It's hard to give useable suggestions without seeing the stone first-hand.
But I'll not let that stop me.
The best thing I've found to do with large flat stones is to place them in
the "golden section" and sloping, rather than flat. I would try sloping it
more-or-less toward either the left front or right front of the aquarium
You may need to bury the low end of the stone and place some sort of hidden
support under the raised end.
To be honest, I've yet to come up with a single-stone arrangement that l can
look at very long before it gets boring. At the very least, you should work
this stone into the context of your tank rather than trying to make it a
solitary centerpiece or some other sort of stand-alone display. Even better,
find more similar stones, or stones that compliment this stone in color or
texture. An arrangement of two or three stones offers more visual variety
then you will ever get from one.
I've not had much luck getting any kind of fern to attach and grow well on
stone. They always work better on wood. You might try one of several kinds
of moss or (get this) algae. Either can adhere well to stone and flourish.

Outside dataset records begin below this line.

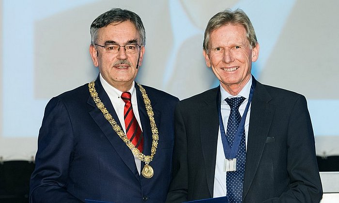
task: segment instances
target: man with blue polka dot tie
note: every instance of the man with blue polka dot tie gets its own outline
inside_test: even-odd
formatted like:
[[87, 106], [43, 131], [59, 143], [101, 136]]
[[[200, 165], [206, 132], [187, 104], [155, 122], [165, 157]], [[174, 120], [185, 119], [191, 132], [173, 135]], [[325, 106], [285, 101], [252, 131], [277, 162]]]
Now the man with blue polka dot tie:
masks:
[[220, 86], [175, 108], [166, 202], [319, 203], [323, 190], [306, 99], [252, 75], [259, 44], [247, 15], [227, 9], [213, 16], [203, 49]]

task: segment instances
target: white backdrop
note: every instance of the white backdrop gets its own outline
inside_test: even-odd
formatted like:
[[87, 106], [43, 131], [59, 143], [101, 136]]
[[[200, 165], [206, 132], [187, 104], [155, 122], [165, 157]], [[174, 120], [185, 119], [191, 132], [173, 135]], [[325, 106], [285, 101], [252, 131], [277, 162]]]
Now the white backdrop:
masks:
[[0, 0], [0, 161], [34, 159], [48, 100], [96, 78], [90, 26], [113, 7], [136, 12], [145, 27], [137, 80], [180, 99], [217, 85], [203, 32], [218, 12], [242, 9], [261, 45], [255, 76], [304, 95], [317, 154], [339, 155], [338, 1]]

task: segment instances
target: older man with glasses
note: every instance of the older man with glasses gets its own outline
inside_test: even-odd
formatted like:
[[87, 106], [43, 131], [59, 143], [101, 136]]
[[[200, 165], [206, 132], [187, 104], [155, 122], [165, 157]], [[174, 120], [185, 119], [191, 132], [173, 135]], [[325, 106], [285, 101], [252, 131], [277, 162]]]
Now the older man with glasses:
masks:
[[40, 130], [32, 203], [164, 202], [178, 98], [135, 81], [142, 22], [113, 9], [91, 26], [96, 79], [52, 99]]

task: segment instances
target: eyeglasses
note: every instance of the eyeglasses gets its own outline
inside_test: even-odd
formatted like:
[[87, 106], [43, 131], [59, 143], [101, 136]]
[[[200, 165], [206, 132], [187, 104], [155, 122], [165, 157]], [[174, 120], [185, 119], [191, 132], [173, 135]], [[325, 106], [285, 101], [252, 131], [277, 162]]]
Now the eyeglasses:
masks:
[[139, 51], [139, 48], [141, 47], [137, 44], [126, 44], [124, 46], [115, 44], [108, 44], [104, 46], [97, 44], [94, 44], [94, 45], [104, 48], [106, 53], [110, 54], [117, 54], [122, 47], [125, 49], [125, 51], [127, 54], [136, 54]]

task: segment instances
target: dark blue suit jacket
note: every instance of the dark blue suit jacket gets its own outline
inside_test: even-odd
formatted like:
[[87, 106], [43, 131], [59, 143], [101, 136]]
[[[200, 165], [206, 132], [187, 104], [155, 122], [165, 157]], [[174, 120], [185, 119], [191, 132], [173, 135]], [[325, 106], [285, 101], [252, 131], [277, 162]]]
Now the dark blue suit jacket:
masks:
[[[150, 163], [154, 176], [147, 179], [139, 174], [131, 150], [96, 107], [86, 84], [53, 98], [46, 107], [31, 180], [31, 202], [75, 203], [85, 199], [116, 203], [165, 201], [170, 178], [174, 107], [178, 99], [143, 87], [159, 131], [156, 153]], [[121, 126], [99, 77], [95, 88]], [[144, 154], [150, 155], [149, 118], [136, 85], [136, 88]]]
[[[219, 91], [183, 100], [175, 109], [169, 203], [213, 197]], [[243, 203], [319, 202], [323, 191], [305, 97], [257, 82], [248, 133]]]

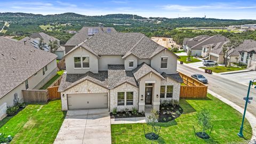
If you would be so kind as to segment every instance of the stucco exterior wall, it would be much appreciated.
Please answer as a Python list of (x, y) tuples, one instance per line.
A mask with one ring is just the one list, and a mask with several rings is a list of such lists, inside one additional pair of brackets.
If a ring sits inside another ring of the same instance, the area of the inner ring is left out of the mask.
[[(131, 110), (133, 107), (135, 107), (138, 109), (139, 89), (138, 87), (129, 83), (124, 83), (114, 89), (111, 89), (110, 92), (110, 111), (113, 111), (114, 108), (117, 108), (118, 111), (124, 110), (125, 108), (127, 108)], [(117, 106), (117, 92), (125, 92), (124, 106)], [(133, 105), (126, 105), (126, 92), (133, 92)]]
[(121, 55), (101, 55), (99, 59), (99, 70), (107, 70), (108, 65), (124, 65)]
[(61, 93), (61, 108), (62, 110), (68, 110), (67, 94), (75, 93), (108, 93), (108, 108), (109, 108), (109, 91), (89, 81), (85, 81)]
[[(133, 67), (129, 67), (129, 61), (133, 61)], [(138, 66), (138, 60), (137, 57), (135, 57), (133, 54), (130, 54), (127, 56), (124, 60), (124, 68), (126, 70), (132, 70), (133, 69), (137, 68)]]
[[(89, 55), (89, 68), (75, 68), (74, 56)], [(65, 58), (66, 68), (67, 74), (85, 74), (90, 71), (94, 73), (98, 73), (98, 59), (96, 55), (85, 49), (80, 47), (71, 52)]]
[[(161, 57), (167, 57), (167, 68), (162, 69)], [(166, 74), (174, 74), (177, 72), (177, 58), (169, 50), (164, 50), (155, 55), (151, 60), (151, 67), (161, 74), (165, 72)]]
[[(145, 111), (145, 89), (146, 83), (147, 81), (154, 82), (153, 84), (153, 89), (152, 92), (152, 106), (153, 108), (157, 111), (159, 111), (160, 105), (160, 85), (161, 78), (153, 73), (151, 74), (142, 77), (139, 81), (139, 111), (141, 112)], [(156, 97), (156, 95), (158, 95), (158, 98)], [(143, 95), (143, 98), (141, 98)]]
[(164, 81), (161, 81), (161, 86), (173, 85), (173, 92), (172, 98), (166, 98), (166, 89), (165, 89), (165, 98), (161, 98), (161, 100), (170, 100), (174, 99), (178, 101), (180, 100), (180, 83), (172, 80), (170, 78), (167, 78)]

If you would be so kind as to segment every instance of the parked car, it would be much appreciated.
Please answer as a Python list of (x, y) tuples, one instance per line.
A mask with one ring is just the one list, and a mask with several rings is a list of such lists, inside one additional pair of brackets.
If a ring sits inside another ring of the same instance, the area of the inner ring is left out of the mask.
[(201, 74), (194, 74), (191, 75), (191, 77), (198, 80), (198, 81), (204, 84), (207, 84), (208, 83), (207, 78)]
[(215, 65), (216, 64), (216, 62), (213, 60), (204, 60), (203, 61), (203, 65), (210, 66), (210, 65)]

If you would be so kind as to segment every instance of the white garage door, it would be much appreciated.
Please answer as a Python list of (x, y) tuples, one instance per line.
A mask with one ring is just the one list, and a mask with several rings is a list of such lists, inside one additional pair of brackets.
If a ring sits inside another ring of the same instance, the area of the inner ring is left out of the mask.
[(211, 57), (210, 57), (210, 60), (217, 61), (217, 62), (218, 62), (218, 57), (214, 57), (213, 55), (211, 55)]
[(68, 94), (68, 109), (108, 108), (107, 93)]

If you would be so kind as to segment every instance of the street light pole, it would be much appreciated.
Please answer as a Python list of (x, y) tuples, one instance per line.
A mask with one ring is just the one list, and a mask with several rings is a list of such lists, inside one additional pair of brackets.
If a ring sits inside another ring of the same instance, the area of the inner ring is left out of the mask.
[(244, 106), (244, 114), (243, 115), (243, 120), (242, 120), (242, 124), (241, 126), (240, 127), (240, 131), (237, 134), (237, 135), (238, 135), (239, 137), (244, 137), (244, 134), (243, 134), (243, 129), (244, 128), (244, 119), (245, 118), (245, 113), (246, 112), (247, 104), (248, 103), (248, 100), (249, 99), (251, 86), (252, 85), (252, 84), (253, 84), (253, 82), (254, 81), (254, 80), (255, 79), (254, 79), (253, 81), (250, 81), (249, 87), (248, 87), (248, 92), (247, 92), (246, 99), (245, 100), (245, 106)]

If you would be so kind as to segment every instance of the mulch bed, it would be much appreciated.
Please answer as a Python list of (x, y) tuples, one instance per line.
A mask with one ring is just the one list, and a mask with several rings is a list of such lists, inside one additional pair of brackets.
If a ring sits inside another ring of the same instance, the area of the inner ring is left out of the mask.
[(168, 122), (179, 117), (182, 113), (183, 109), (180, 106), (177, 106), (175, 108), (170, 105), (160, 106), (158, 121), (159, 122)]
[(110, 113), (111, 118), (127, 118), (127, 117), (145, 117), (144, 114), (138, 113), (137, 115), (133, 115), (132, 111), (129, 111), (127, 112), (117, 112), (116, 115), (114, 115), (112, 113)]

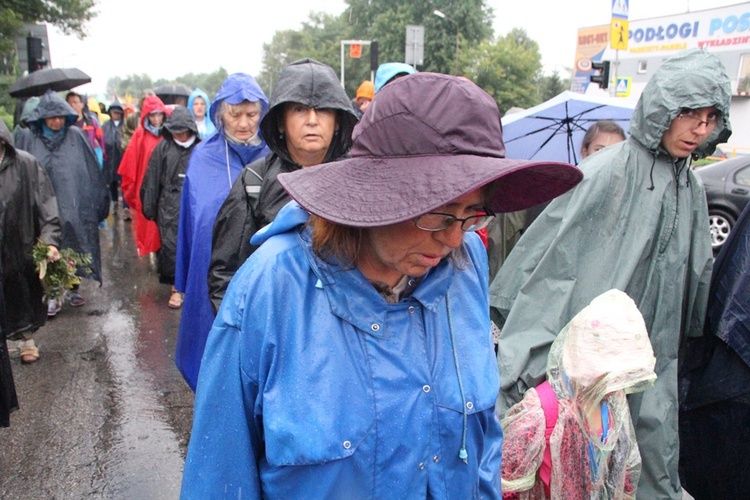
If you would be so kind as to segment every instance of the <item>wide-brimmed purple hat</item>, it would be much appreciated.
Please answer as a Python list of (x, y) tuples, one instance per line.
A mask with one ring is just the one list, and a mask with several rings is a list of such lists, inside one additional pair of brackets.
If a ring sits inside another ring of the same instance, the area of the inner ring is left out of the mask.
[(346, 226), (411, 220), (493, 181), (490, 208), (514, 212), (583, 178), (567, 163), (504, 158), (495, 100), (468, 80), (437, 73), (385, 86), (352, 138), (351, 158), (278, 176), (304, 209)]

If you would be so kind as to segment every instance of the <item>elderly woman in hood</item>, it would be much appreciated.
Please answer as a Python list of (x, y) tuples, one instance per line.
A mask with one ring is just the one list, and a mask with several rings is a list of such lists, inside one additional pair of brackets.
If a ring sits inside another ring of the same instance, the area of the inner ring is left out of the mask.
[(187, 108), (195, 118), (198, 135), (201, 139), (205, 139), (214, 133), (216, 127), (211, 121), (211, 117), (208, 116), (208, 110), (211, 108), (211, 100), (208, 98), (208, 94), (198, 88), (193, 90), (188, 97)]
[[(52, 181), (62, 223), (62, 248), (90, 253), (91, 274), (79, 274), (101, 283), (99, 222), (109, 212), (109, 190), (99, 162), (85, 132), (74, 127), (78, 114), (55, 92), (48, 91), (29, 116), (29, 130), (16, 144), (34, 155)], [(86, 299), (73, 290), (67, 295), (73, 306)], [(61, 304), (51, 300), (48, 314), (54, 316)]]
[(177, 221), (180, 218), (180, 195), (188, 161), (200, 142), (198, 127), (188, 109), (176, 106), (167, 118), (161, 141), (148, 162), (141, 184), (143, 215), (159, 226), (161, 248), (156, 253), (159, 282), (172, 286), (169, 307), (182, 306), (182, 294), (174, 289), (177, 257)]
[(581, 173), (505, 159), (494, 99), (448, 75), (389, 84), (353, 138), (351, 158), (278, 175), (299, 205), (222, 301), (183, 498), (499, 498), (487, 254), (471, 233)]
[(288, 201), (276, 177), (340, 159), (357, 116), (330, 66), (302, 59), (285, 66), (260, 124), (271, 153), (237, 178), (214, 224), (208, 287), (218, 311), (229, 280), (257, 247), (250, 238)]
[(185, 294), (175, 363), (195, 389), (214, 311), (208, 296), (211, 231), (216, 214), (245, 165), (268, 154), (258, 124), (268, 100), (255, 79), (235, 73), (211, 104), (216, 133), (193, 150), (182, 186), (175, 289)]
[(490, 287), (502, 325), (501, 415), (544, 380), (549, 346), (576, 311), (610, 288), (633, 297), (659, 377), (629, 398), (643, 498), (682, 496), (678, 351), (702, 333), (712, 264), (706, 196), (690, 157), (729, 137), (730, 91), (713, 54), (666, 60), (636, 105), (630, 137), (581, 162), (583, 182), (542, 212)]

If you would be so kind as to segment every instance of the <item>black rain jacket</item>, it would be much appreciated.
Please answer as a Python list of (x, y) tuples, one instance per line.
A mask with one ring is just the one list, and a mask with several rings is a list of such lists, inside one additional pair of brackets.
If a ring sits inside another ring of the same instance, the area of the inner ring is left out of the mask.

Of course, you can always leave the stone bare.
With moss (I did this with Java moss) you should keep the stand from getting
very thick. Instead of cutting it back the moss should be trimmed by
stripping excess growth off the rock, leaving a thin layer of tendrils
crossing the surface of the rock. This can be a nice effect if you can get
the runners to start near the base of the rock and forming a thin, spreading
network across the rock. Unfortunately I took down my example of this (which
was on slate) some time ago, and have no old pictures.
I've had both black brush algae and a slow-growing green algae (perhaps a
cladophora) growing on rock or wood with good effect. I don't know how you
would get a colony started. I lucked into both of mine, both of which have
since been either discarded or eaten.